Playing Career : 1904
Debut : Round 8, 1904 vs Fitzroy, aged 22 years, 329 days
Carlton Player No. 172
Games : 3
Goals : 0
Last Game : Round 10, 1904 vs Geelong, aged 22 years, 343 days
Height : ?
Weight : ?
DOB : July 31, 1881
This image is courtesy of Cathy Sedgwick's article, ww1austburialsuk, see link at the bottom of this page.
The only Carlton player to be killed in action while serving in the armed forces of another country during World War 1, Albert John ‘Bert’ Gourlay played a total of six VFL matches with Melbourne and Carlton during 1903 and 1904. When his football career voluntarily ended, Gourlay emigrated to New Zealand, and later enlisted to fight with the NZ army at the height of the Great War in 1917. In November 1918, he was severely wounded in action in France, and died in hospital only ten days before the ceasefire.
Gourlay was born at Emerald Hill (South Melbourne) on July 31, 1881. He grew into an athletic young man, and a capable footballer with VFA club West Melbourne. In 1903 he joined Melbourne in the VFL, playing three matches and kicking a solitary goal as the Fuchsias struggled in the early rounds of the VFL’s seventh year. Bert didn’t play in a winning side with the Red and Blues, and left before the half-way point of the season.
In 1904 Gourlay found his way to Princes Park, where Carlton coach Jack Worrall had let it be known that he was prepared to give opportunities to any footballer with confidence in their ability. Bert made his debut for Carlton at the Brunswick St. Oval in June, when the fourth-placed Blues took on ladder-leaders Fitzroy in a cracker of a match that eventually went to the Maroons by 4 points.
Gourlay celebrated the only win of his VFL career the next week, when Carlton overwhelmed South Melbourne by 24 points at Princes Park. Running off half-back, he combined well with the Blues’ other defenders, and held his place in Carlton’s team for his third senior match against Geelong. A strong breeze off Corio Bay greeted the teams as they ran out for that game, and right from the first bounce Geelong had most of the play. But their wayward kicking for goal (they had 15 scoring shots to Carlton’s 10) allowed the Blues to force a somewhat lucky draw, and Bert Gourlay’s career at Carlton wound up impeccably balanced at one win, one loss and one draw.
In the years after Bert’s departure from Princes Park, Jack Worrall forged a mighty football team, one destined to win three flags in a row from 1906 to 1908. By then, Gourlay was far away across the Tasman in New Zealand, where he married in 1909, and settled into his working life as a commercial traveller around the city of Wellington.
In 1914, Australia and New Zealand joined Great Britain in declaring war on Germany, beginning the bloodiest and most costly war to that point in human history. Two years into the conflict, Bert heeded the call of his adopted country and signed up to fight with the Wellington Infantry Regiment. For reasons unclear, his age on his military records was given as 43, when in fact he was 36.
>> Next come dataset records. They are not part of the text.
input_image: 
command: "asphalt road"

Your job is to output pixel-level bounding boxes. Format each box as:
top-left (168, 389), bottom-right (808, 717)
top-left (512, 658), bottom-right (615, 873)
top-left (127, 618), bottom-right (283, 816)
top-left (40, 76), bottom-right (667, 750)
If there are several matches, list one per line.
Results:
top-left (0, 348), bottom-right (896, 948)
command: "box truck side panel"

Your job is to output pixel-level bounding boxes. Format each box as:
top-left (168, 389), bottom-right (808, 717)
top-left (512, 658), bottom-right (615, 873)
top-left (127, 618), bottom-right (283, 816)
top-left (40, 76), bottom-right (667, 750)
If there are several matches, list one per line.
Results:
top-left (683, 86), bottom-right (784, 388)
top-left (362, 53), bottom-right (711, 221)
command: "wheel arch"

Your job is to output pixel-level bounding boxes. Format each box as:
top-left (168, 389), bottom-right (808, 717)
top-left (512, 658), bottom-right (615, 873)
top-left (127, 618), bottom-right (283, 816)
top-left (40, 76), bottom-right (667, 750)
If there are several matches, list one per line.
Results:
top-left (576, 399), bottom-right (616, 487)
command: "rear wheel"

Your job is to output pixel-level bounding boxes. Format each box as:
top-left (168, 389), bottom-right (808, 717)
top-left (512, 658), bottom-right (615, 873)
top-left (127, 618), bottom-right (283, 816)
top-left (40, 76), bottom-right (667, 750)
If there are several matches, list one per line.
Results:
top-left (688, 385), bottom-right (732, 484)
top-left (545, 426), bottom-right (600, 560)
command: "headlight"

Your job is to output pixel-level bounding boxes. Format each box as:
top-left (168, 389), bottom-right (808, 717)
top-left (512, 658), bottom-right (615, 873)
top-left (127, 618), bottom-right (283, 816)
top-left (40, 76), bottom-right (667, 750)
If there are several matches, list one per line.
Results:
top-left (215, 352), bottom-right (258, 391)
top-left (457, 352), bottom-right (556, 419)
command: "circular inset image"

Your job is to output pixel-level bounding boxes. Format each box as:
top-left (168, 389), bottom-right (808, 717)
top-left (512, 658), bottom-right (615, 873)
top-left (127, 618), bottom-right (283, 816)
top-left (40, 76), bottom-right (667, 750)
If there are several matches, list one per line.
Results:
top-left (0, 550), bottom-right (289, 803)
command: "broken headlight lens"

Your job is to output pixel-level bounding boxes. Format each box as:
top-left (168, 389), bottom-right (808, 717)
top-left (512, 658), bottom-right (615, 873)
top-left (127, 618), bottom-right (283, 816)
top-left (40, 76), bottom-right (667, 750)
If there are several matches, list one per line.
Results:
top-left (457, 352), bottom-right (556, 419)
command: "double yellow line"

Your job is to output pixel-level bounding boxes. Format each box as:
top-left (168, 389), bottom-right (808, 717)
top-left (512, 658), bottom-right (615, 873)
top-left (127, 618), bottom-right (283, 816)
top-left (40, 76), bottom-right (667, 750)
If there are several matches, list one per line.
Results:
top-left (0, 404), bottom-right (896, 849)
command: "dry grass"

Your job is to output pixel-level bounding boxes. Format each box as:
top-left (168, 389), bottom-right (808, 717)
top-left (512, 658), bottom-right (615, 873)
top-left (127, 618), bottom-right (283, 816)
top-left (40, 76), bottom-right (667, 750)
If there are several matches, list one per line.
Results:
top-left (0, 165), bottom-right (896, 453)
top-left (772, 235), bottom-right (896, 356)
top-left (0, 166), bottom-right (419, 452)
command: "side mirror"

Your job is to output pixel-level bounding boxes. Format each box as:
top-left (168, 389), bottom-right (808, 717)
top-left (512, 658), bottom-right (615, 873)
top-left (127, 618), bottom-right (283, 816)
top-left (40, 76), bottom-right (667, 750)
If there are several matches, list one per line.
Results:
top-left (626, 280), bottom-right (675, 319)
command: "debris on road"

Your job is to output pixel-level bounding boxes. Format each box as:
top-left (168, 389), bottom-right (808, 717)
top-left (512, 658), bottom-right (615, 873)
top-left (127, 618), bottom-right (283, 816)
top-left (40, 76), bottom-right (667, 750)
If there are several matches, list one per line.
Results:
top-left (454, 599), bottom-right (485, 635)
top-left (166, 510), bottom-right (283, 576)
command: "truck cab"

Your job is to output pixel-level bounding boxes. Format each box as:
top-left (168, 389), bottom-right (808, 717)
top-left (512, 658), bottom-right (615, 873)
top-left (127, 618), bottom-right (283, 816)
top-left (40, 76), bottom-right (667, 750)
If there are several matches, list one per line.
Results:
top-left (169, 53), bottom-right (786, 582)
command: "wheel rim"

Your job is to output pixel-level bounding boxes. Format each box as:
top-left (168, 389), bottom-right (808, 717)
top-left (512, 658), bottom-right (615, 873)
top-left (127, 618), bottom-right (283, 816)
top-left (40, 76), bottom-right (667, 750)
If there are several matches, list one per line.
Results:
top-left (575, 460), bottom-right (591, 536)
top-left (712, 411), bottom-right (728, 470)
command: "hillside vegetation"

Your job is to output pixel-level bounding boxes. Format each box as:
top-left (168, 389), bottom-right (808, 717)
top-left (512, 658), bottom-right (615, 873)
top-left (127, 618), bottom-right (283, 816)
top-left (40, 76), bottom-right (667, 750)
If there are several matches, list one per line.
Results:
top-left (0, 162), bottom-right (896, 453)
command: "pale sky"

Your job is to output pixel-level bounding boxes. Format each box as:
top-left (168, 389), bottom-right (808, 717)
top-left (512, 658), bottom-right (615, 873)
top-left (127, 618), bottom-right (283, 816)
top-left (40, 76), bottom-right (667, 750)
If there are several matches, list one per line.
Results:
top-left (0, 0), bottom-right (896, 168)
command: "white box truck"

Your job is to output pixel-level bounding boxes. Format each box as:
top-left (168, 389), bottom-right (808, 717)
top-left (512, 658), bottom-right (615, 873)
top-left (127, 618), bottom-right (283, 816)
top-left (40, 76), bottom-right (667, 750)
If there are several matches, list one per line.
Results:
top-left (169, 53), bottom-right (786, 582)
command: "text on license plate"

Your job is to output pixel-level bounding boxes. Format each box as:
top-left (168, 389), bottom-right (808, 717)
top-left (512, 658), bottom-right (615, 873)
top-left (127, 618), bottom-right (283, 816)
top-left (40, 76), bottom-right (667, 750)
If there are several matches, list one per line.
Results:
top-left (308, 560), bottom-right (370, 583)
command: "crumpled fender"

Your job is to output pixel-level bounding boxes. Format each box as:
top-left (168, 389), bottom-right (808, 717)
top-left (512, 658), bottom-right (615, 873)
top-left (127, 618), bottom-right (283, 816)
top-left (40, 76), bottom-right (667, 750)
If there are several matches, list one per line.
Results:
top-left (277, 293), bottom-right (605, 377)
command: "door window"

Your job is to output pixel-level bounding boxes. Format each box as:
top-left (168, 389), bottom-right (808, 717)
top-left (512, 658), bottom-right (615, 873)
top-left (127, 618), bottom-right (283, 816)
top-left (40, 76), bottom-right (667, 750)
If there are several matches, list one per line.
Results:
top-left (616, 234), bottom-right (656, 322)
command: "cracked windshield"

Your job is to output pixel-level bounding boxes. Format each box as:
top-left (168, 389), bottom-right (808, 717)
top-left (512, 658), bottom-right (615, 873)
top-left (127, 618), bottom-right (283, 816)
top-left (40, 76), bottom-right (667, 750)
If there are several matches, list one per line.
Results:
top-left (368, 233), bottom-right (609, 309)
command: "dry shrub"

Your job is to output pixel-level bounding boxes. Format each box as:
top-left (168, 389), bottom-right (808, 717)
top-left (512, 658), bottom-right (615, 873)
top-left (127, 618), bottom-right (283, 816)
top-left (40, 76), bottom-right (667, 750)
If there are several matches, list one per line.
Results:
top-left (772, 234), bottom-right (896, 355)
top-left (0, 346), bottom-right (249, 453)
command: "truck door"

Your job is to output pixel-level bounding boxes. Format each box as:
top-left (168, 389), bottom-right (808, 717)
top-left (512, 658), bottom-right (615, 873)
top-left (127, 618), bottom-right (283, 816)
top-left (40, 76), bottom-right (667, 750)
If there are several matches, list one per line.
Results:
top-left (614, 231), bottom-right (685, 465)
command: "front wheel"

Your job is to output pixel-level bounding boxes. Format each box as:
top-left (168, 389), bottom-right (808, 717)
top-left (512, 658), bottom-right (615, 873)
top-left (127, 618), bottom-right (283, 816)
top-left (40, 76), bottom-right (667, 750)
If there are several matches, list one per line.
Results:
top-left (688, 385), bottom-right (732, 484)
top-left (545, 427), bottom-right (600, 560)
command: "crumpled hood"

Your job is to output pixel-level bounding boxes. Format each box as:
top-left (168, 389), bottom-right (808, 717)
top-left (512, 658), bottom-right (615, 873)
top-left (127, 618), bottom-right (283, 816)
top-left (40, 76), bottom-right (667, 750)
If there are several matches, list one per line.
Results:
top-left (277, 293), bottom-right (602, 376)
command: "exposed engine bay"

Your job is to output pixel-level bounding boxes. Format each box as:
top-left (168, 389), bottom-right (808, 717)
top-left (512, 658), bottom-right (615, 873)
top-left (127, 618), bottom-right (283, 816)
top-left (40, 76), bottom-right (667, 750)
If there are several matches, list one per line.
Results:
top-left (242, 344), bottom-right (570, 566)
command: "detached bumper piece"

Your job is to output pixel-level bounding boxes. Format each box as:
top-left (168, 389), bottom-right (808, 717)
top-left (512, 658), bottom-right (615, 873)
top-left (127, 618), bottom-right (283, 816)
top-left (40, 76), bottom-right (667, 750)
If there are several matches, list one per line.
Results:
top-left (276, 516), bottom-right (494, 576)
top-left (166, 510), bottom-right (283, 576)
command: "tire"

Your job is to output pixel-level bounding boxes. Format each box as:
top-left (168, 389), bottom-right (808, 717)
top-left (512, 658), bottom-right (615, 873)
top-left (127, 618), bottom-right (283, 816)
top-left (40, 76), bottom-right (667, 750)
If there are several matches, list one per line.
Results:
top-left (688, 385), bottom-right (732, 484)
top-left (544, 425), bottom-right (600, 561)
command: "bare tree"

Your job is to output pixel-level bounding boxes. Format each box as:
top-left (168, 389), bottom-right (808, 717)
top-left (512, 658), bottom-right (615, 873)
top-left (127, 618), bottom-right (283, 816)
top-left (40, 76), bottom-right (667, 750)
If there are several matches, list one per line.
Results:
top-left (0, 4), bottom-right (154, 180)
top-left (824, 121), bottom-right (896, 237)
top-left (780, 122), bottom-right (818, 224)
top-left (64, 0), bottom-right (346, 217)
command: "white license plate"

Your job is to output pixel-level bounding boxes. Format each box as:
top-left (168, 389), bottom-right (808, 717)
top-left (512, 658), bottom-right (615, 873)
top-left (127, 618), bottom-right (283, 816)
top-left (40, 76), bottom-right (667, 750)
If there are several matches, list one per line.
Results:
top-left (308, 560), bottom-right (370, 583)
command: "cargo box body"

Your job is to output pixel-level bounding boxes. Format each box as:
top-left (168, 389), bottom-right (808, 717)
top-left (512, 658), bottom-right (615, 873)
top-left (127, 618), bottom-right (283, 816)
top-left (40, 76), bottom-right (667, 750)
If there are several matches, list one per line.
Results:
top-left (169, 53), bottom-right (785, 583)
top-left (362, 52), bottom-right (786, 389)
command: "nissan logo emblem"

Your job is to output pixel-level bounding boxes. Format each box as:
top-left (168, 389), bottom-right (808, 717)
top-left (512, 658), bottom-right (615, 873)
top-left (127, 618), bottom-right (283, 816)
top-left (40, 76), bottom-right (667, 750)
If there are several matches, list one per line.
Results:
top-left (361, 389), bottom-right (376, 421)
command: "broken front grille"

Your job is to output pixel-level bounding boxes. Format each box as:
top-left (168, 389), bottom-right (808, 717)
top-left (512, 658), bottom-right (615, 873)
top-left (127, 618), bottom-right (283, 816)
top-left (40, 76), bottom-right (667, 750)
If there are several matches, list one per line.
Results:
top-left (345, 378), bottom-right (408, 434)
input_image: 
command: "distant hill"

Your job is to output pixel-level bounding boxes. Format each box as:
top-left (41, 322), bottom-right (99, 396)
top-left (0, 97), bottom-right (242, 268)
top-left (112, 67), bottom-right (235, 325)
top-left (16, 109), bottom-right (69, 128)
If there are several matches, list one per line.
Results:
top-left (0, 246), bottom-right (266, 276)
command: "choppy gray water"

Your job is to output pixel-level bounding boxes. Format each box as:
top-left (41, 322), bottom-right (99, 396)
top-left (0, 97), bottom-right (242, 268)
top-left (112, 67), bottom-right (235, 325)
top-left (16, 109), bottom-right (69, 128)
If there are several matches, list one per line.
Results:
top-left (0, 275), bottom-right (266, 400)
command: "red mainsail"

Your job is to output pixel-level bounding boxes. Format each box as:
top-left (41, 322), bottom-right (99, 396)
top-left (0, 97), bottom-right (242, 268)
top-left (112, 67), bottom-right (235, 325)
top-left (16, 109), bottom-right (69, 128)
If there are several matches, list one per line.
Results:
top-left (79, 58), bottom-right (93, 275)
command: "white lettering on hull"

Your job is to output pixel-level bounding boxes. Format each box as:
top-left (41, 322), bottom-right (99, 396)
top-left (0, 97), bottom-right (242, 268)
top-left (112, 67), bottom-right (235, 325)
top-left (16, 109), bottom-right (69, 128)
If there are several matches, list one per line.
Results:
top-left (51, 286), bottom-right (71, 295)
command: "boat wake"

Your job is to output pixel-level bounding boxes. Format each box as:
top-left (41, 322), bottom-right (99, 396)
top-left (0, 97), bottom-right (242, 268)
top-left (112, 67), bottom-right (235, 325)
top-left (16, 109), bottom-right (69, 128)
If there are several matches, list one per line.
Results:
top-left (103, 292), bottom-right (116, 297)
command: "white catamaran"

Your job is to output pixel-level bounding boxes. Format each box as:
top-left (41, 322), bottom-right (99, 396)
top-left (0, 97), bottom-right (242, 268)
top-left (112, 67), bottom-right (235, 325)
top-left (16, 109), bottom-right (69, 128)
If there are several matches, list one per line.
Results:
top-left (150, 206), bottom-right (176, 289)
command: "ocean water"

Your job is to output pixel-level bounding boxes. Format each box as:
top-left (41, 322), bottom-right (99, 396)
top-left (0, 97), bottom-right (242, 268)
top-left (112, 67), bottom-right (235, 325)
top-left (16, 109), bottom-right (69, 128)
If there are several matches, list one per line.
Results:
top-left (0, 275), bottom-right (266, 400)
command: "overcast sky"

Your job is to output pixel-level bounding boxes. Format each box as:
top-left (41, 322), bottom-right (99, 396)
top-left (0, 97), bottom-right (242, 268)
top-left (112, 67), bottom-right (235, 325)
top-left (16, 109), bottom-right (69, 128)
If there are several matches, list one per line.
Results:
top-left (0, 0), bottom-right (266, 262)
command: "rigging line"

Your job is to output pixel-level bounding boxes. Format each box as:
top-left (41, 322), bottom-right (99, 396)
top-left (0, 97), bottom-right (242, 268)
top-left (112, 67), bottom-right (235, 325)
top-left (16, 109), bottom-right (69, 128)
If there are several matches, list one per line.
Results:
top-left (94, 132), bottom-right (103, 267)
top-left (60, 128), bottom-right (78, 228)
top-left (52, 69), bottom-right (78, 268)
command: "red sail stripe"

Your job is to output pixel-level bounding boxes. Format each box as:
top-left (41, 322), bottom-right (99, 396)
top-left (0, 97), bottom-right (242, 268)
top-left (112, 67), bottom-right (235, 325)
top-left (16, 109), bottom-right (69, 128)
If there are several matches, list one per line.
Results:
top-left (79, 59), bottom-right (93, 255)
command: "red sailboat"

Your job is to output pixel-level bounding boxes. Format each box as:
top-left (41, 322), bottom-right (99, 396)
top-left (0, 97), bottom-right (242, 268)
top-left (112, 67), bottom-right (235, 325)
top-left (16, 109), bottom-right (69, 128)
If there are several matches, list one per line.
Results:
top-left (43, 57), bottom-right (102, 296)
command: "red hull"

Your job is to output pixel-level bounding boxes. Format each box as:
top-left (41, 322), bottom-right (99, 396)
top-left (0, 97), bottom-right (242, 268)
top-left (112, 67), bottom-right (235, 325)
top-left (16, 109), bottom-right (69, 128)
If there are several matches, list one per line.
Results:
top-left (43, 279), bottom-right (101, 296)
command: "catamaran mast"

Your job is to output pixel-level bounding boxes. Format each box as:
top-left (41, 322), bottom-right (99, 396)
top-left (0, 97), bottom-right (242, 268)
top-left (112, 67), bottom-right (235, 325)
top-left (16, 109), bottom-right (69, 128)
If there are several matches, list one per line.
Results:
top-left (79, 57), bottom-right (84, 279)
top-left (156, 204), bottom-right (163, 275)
He sailed for Europe with a draft of reinforcements in August 1917, and within a matter weeks was pitched into front line action in some of the toughest fighting of the whole war. In late October 1918, Private Gourlay was grievously wounded when his regiment took part in one of the last major offensives.
He was evacuated to hospital in England, but died of his wounds on November 1, 1918. Along with many other British Commonwealth soldiers, sailors and airmen, Bert Gourlay lies buried at the Brookwood Military Cemetery in Surrey, UK.